The patients were followed for a median 5.5 months, and the median duration of sorafenib administration was 3.3 months. The presence of main (or lobar) portal vein invasion (PVI) (3.7 versus 8.4 months, p = 0.004), dose reduction of sorafenib (4.0 versus 8.8 months, p = 0.002) and Child-Pugh class B (5.3 versus 8.9 months, p = 0.004) were associated with shorter OS compared to the presence of segmental PVI (or absence of macroscopic vascular invasion, MVI), full dosage of sorafenib and Child-Pugh class A, respectively. The presence of main (or lobar) PVI was associated with poorer PFS compared to the presence of segmental PVI (or absence of MVI) (2.1 versus 3.8 months p = 0.010).

CONCLUSIONS

Sorafenib is a potential rescue therapy in patients with TACE failure.
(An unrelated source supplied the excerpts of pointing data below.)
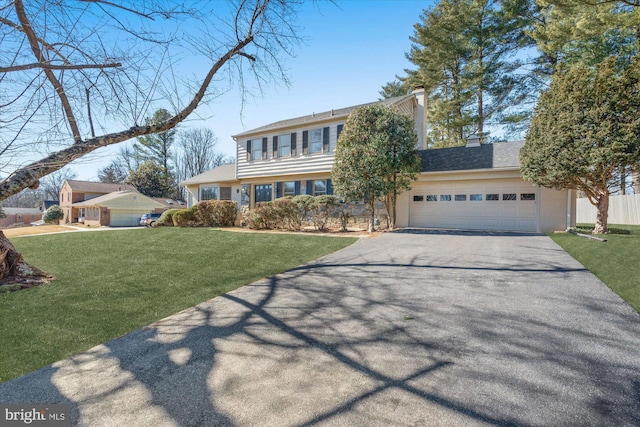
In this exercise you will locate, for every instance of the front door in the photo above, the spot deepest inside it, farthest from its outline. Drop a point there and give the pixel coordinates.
(263, 193)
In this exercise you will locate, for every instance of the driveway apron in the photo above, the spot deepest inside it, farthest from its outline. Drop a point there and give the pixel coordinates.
(410, 328)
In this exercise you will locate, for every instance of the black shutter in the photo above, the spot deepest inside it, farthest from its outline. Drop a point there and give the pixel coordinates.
(305, 142)
(325, 139)
(275, 147)
(293, 144)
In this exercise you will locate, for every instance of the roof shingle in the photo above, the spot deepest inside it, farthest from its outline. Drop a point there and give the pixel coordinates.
(320, 117)
(499, 155)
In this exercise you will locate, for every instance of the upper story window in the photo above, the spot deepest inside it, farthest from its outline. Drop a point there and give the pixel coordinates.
(209, 193)
(284, 148)
(289, 189)
(315, 140)
(256, 149)
(319, 187)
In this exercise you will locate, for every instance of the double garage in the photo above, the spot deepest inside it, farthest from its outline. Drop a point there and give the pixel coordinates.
(510, 204)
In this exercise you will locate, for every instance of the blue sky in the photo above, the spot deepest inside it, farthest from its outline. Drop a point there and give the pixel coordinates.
(351, 49)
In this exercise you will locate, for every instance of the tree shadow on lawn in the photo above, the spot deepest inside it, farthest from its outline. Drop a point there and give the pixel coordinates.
(352, 339)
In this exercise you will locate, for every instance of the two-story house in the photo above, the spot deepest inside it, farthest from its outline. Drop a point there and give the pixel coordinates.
(73, 191)
(477, 187)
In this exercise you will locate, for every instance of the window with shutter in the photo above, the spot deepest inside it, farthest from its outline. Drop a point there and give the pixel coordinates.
(305, 142)
(275, 147)
(225, 193)
(315, 141)
(325, 139)
(256, 149)
(293, 144)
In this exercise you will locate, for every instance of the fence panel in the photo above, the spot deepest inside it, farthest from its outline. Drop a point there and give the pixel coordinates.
(622, 210)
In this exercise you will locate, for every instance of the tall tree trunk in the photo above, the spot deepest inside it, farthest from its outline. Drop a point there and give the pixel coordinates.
(14, 269)
(372, 213)
(602, 214)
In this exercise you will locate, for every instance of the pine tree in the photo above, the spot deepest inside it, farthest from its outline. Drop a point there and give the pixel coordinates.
(585, 127)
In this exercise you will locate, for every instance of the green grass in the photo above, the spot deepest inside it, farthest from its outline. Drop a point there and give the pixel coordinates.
(614, 262)
(110, 283)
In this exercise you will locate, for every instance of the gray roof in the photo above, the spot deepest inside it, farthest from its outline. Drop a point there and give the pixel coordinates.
(98, 187)
(220, 174)
(499, 155)
(100, 200)
(320, 117)
(22, 211)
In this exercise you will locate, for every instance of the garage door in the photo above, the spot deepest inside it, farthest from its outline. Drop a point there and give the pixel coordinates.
(506, 205)
(125, 218)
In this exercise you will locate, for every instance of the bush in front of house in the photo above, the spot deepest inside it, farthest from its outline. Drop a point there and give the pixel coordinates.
(166, 219)
(217, 213)
(186, 217)
(53, 215)
(322, 210)
(291, 213)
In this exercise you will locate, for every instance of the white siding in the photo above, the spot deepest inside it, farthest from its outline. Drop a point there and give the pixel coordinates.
(298, 164)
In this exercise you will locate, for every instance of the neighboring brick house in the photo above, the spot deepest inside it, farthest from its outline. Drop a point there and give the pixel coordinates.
(21, 216)
(474, 187)
(73, 191)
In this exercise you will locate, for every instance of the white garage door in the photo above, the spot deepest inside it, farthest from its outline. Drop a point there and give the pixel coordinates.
(507, 205)
(125, 218)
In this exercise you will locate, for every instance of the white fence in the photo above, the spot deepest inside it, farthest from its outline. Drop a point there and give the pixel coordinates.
(622, 210)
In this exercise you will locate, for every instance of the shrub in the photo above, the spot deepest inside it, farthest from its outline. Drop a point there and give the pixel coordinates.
(217, 213)
(279, 214)
(54, 214)
(166, 219)
(186, 217)
(304, 205)
(323, 207)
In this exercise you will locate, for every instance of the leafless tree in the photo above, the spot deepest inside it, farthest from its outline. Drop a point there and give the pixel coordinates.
(196, 154)
(79, 75)
(198, 151)
(52, 183)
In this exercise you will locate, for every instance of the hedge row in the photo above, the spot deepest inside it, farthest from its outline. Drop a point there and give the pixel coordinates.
(208, 213)
(291, 213)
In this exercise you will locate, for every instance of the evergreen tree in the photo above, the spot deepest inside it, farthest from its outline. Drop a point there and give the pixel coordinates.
(375, 157)
(585, 127)
(149, 178)
(465, 53)
(157, 147)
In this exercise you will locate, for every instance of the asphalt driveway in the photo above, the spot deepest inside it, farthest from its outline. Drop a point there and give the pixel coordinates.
(411, 328)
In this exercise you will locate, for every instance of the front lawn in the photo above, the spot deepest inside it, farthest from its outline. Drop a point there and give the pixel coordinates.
(110, 283)
(614, 262)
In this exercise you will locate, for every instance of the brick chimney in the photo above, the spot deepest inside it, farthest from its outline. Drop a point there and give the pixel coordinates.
(473, 141)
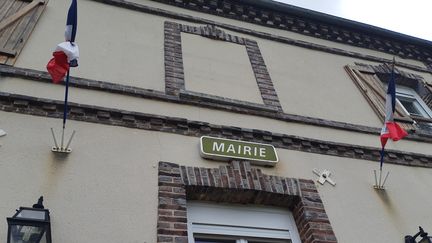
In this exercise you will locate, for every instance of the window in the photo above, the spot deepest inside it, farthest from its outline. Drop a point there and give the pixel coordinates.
(17, 20)
(224, 223)
(412, 110)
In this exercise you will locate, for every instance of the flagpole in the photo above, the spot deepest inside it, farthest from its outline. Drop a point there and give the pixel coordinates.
(65, 106)
(381, 163)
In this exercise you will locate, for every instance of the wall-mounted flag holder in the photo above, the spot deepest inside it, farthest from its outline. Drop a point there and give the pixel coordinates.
(379, 183)
(62, 149)
(324, 176)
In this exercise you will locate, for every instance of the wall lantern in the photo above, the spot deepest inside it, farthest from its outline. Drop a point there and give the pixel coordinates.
(30, 225)
(424, 237)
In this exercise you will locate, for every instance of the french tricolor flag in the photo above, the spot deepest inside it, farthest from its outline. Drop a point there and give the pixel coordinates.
(66, 54)
(390, 129)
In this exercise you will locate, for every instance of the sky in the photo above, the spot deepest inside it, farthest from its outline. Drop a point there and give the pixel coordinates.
(413, 19)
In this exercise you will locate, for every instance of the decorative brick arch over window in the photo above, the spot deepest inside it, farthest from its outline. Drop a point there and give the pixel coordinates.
(237, 182)
(174, 70)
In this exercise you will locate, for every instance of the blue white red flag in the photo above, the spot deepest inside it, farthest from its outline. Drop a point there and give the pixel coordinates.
(71, 22)
(66, 54)
(390, 129)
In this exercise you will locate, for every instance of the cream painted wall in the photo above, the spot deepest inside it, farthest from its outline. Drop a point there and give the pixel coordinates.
(218, 68)
(116, 45)
(131, 52)
(315, 84)
(106, 189)
(104, 99)
(278, 32)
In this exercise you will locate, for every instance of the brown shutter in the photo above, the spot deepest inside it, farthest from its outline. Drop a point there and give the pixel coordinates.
(17, 20)
(373, 90)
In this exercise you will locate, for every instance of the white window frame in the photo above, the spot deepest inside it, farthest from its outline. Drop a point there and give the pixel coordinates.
(403, 92)
(240, 223)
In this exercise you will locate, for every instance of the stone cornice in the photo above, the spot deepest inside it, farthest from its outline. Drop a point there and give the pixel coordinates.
(259, 34)
(314, 24)
(116, 117)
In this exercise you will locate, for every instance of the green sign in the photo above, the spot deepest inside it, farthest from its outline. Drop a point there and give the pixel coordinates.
(226, 149)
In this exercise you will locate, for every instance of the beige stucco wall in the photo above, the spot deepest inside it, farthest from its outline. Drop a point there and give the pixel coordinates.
(106, 189)
(278, 32)
(103, 99)
(116, 45)
(130, 52)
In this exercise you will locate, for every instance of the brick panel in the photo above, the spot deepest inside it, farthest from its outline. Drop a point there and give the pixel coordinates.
(240, 183)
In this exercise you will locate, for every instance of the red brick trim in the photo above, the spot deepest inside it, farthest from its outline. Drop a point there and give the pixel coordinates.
(237, 182)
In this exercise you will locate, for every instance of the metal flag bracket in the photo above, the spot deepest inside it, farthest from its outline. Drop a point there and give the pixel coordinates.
(379, 183)
(62, 149)
(324, 176)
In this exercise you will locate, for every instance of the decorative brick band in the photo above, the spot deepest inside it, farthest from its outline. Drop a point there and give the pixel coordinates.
(263, 35)
(321, 27)
(200, 99)
(116, 117)
(237, 183)
(174, 70)
(187, 97)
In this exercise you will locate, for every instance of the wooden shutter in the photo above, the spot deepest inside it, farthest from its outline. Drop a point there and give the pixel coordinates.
(373, 90)
(427, 98)
(17, 20)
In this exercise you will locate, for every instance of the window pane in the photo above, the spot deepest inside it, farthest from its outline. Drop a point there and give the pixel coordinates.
(213, 241)
(411, 107)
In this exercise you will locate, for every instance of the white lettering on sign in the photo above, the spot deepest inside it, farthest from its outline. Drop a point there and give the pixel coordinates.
(239, 149)
(231, 148)
(262, 152)
(220, 148)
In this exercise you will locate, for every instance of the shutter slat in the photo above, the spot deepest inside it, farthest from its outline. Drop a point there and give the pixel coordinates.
(18, 19)
(4, 10)
(5, 33)
(374, 92)
(427, 98)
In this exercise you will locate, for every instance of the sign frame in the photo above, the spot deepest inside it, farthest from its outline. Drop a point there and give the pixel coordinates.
(230, 157)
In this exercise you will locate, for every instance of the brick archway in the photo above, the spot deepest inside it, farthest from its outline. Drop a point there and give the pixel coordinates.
(237, 182)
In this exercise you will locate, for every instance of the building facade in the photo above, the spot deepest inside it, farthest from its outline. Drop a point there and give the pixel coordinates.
(155, 76)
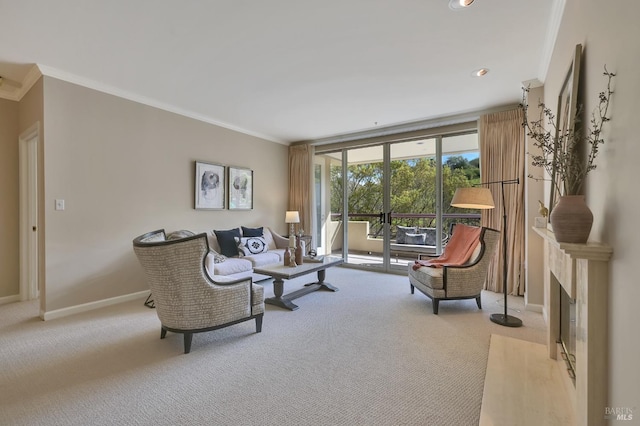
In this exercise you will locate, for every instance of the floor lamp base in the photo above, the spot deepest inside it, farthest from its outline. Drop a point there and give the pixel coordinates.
(506, 320)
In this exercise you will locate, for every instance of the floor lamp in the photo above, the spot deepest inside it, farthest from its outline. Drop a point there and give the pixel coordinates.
(478, 197)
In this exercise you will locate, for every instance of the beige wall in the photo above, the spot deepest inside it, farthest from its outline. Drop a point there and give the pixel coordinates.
(610, 35)
(9, 259)
(31, 111)
(124, 169)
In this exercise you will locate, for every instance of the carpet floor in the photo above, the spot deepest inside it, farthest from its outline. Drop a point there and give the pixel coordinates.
(369, 354)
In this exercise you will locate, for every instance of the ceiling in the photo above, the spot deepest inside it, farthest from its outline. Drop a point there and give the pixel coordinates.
(285, 70)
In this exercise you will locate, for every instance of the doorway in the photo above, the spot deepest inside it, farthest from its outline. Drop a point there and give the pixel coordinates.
(29, 231)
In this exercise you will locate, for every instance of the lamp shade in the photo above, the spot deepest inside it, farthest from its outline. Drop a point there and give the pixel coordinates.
(473, 198)
(292, 217)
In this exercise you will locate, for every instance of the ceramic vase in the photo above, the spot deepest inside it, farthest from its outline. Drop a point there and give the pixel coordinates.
(571, 219)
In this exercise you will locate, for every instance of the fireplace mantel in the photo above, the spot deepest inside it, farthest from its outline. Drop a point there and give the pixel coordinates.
(583, 271)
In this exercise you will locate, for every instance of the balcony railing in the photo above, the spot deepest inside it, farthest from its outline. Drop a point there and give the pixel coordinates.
(423, 220)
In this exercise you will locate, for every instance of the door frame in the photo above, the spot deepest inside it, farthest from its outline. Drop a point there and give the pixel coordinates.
(29, 212)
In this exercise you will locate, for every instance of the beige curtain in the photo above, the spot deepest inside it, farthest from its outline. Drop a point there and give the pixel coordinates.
(300, 183)
(502, 157)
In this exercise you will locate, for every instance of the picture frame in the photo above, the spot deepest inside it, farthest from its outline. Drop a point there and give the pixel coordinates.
(567, 107)
(209, 186)
(240, 185)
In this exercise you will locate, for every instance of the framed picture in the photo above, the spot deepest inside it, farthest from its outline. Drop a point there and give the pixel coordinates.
(240, 189)
(567, 106)
(210, 186)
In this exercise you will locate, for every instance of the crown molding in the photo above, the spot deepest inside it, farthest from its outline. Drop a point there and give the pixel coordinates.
(17, 93)
(110, 90)
(557, 11)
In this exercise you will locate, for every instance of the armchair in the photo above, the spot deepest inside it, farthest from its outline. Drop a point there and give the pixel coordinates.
(457, 282)
(187, 299)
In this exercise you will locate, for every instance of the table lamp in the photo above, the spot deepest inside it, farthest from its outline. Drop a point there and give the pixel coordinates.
(292, 217)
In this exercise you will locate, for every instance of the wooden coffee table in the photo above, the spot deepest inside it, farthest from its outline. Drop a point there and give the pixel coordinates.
(279, 272)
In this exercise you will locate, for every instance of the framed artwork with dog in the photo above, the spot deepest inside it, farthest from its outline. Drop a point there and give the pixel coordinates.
(210, 186)
(240, 188)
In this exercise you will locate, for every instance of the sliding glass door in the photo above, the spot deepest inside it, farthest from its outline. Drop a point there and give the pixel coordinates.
(384, 205)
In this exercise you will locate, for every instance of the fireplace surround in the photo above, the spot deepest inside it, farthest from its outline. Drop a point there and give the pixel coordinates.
(582, 271)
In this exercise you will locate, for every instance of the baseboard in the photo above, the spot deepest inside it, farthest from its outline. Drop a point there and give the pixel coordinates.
(9, 299)
(71, 310)
(533, 307)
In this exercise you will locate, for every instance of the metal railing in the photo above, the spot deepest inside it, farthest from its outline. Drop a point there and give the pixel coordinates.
(423, 220)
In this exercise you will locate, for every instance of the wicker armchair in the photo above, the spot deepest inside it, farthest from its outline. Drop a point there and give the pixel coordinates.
(457, 282)
(187, 299)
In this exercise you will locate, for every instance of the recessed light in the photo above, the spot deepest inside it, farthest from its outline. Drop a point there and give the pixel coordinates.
(480, 72)
(460, 4)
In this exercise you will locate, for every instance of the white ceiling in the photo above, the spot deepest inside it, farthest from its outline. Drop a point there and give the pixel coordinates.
(286, 70)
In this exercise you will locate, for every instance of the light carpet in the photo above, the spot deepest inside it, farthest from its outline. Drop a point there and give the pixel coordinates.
(369, 354)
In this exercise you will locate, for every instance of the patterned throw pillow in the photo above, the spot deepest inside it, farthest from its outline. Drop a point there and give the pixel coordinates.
(415, 238)
(401, 232)
(176, 235)
(251, 245)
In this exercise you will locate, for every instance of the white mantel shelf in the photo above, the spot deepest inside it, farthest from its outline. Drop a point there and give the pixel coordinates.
(583, 271)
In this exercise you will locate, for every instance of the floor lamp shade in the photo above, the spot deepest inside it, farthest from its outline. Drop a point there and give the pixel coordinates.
(473, 198)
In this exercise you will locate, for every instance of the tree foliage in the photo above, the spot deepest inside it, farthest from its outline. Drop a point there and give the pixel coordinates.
(413, 185)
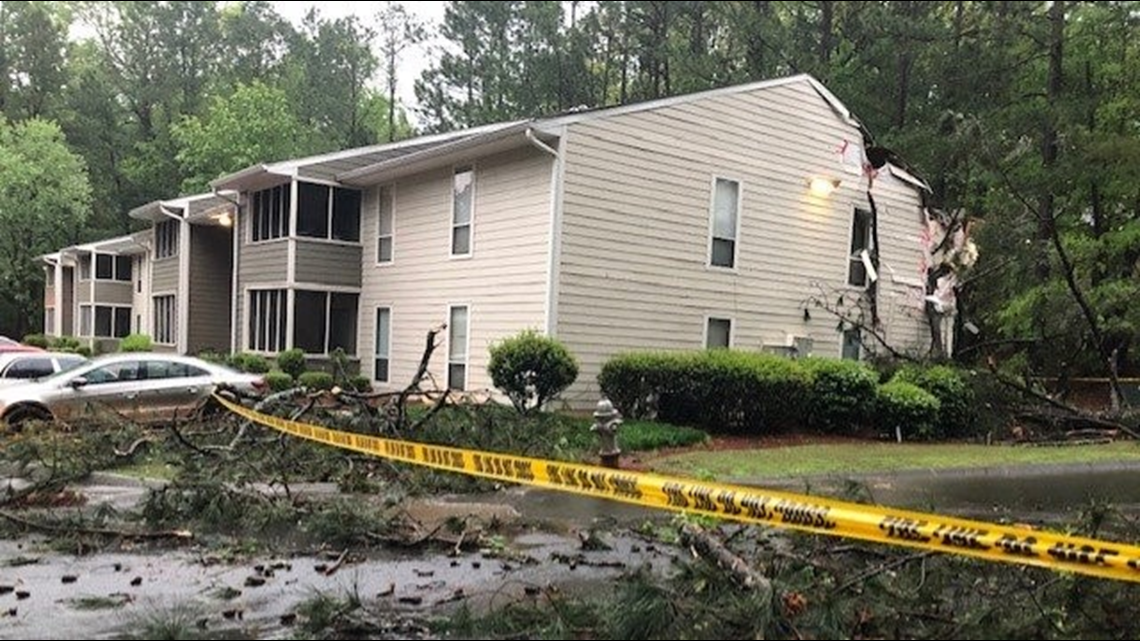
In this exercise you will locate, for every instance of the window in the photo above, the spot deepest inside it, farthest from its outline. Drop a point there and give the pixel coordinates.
(108, 267)
(165, 238)
(457, 348)
(267, 319)
(861, 240)
(345, 214)
(718, 333)
(725, 221)
(114, 373)
(165, 322)
(269, 212)
(30, 368)
(387, 226)
(383, 343)
(327, 212)
(853, 345)
(328, 322)
(462, 205)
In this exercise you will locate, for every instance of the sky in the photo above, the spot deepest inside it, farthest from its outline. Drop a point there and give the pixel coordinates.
(413, 61)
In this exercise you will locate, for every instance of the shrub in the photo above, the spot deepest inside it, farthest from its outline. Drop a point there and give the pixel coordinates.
(135, 342)
(909, 407)
(958, 415)
(531, 368)
(37, 340)
(251, 363)
(843, 392)
(360, 383)
(278, 380)
(292, 362)
(719, 390)
(316, 380)
(65, 343)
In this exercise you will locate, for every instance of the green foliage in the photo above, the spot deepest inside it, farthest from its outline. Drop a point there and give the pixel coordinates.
(957, 415)
(37, 340)
(360, 383)
(843, 394)
(45, 199)
(292, 362)
(247, 362)
(316, 380)
(278, 380)
(135, 342)
(531, 368)
(64, 343)
(910, 407)
(719, 390)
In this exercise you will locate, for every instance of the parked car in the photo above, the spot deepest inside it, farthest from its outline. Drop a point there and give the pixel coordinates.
(141, 387)
(11, 345)
(21, 366)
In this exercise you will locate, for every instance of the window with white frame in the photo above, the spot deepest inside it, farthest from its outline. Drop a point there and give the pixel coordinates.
(165, 319)
(325, 321)
(165, 238)
(463, 191)
(382, 360)
(104, 321)
(852, 345)
(725, 219)
(267, 321)
(718, 333)
(457, 347)
(861, 242)
(385, 226)
(324, 211)
(108, 267)
(269, 212)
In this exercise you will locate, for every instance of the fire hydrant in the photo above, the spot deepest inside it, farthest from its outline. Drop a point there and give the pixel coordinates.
(607, 421)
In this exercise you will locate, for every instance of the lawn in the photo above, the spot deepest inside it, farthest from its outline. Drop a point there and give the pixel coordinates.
(856, 457)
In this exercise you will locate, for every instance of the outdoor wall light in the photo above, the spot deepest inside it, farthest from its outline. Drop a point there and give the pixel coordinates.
(822, 186)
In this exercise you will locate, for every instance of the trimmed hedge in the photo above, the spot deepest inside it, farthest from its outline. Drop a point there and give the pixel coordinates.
(135, 342)
(910, 407)
(843, 394)
(316, 380)
(37, 340)
(292, 362)
(278, 380)
(719, 390)
(531, 368)
(958, 415)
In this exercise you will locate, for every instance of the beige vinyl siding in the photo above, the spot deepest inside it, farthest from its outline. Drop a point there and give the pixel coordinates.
(327, 264)
(503, 283)
(211, 261)
(635, 226)
(67, 313)
(164, 275)
(113, 292)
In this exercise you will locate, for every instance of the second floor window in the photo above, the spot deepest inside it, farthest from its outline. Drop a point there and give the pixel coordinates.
(463, 191)
(165, 238)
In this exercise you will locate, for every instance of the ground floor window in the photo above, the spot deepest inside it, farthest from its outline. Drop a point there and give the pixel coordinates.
(383, 345)
(165, 319)
(457, 347)
(104, 321)
(268, 310)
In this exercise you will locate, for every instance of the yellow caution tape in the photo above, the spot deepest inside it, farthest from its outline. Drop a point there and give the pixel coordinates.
(752, 505)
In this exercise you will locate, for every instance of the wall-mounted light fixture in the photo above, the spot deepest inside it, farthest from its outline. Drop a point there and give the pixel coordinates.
(822, 186)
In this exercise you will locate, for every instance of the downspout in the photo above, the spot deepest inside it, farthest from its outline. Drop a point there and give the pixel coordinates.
(551, 305)
(233, 272)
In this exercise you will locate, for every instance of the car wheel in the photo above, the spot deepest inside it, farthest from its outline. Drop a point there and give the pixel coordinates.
(18, 415)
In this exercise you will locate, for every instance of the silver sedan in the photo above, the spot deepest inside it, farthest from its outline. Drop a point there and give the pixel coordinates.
(140, 387)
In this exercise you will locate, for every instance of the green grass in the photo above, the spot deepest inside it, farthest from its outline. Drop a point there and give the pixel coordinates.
(853, 459)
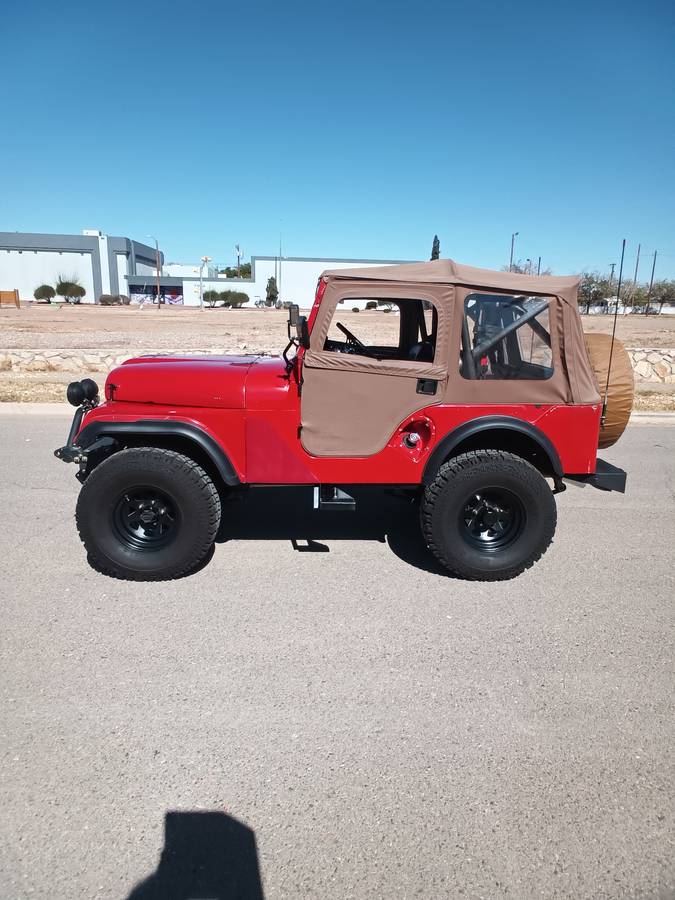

However, the clinical benefits need to be further evaluated for patients with main (or lobar) PVI or those treated with reduced doses of sorafenib.

摘要

背景

对于经动脉化疗栓塞术(TACE)失败且肝细胞癌进展的患者,尚无获批的治疗方法。我们旨在研究接受索拉非尼挽救治疗的TACE失败患者的疗效和预后因素。

方法

我们调查了54例符合欧洲和日本国际指南所定义的TACE失败标准的患者。使用索拉非尼作为挽救治疗。采用Kaplan-Meier方法分析总生存期(OS)和无进展生存期(PFS),并进行多因素分析以寻找预后因素。

结果

患者的中位随访时间为5.5个月,索拉非尼的中位给药持续时间为3.3个月。与存在节段性门静脉侵犯(或无宏观血管侵犯,MVI)、索拉非尼全剂量和Child-Pugh A级相比,存在主要(或叶)门静脉侵犯(PVI)(3.7个月对8.4个月,p = 0.004)、索拉非尼剂量减少(4.0个月对8.8个月,p = 0.002)和Child-Pugh B级(5.3个月对8.9个月,p = 0.004)与较短的OS相关。与存在节段性PVI(或无MVI)相比,存在主要(或叶)PVI与较差的PFS相关(2.1个月对3.8个月,p = 0.010)。

结论

索拉非尼是TACE失败患者的一种潜在挽救治疗方法。然而,对于存在主要(或叶)PVI或接受索拉非尼减量治疗的患者,其临床益处需要进一步评估。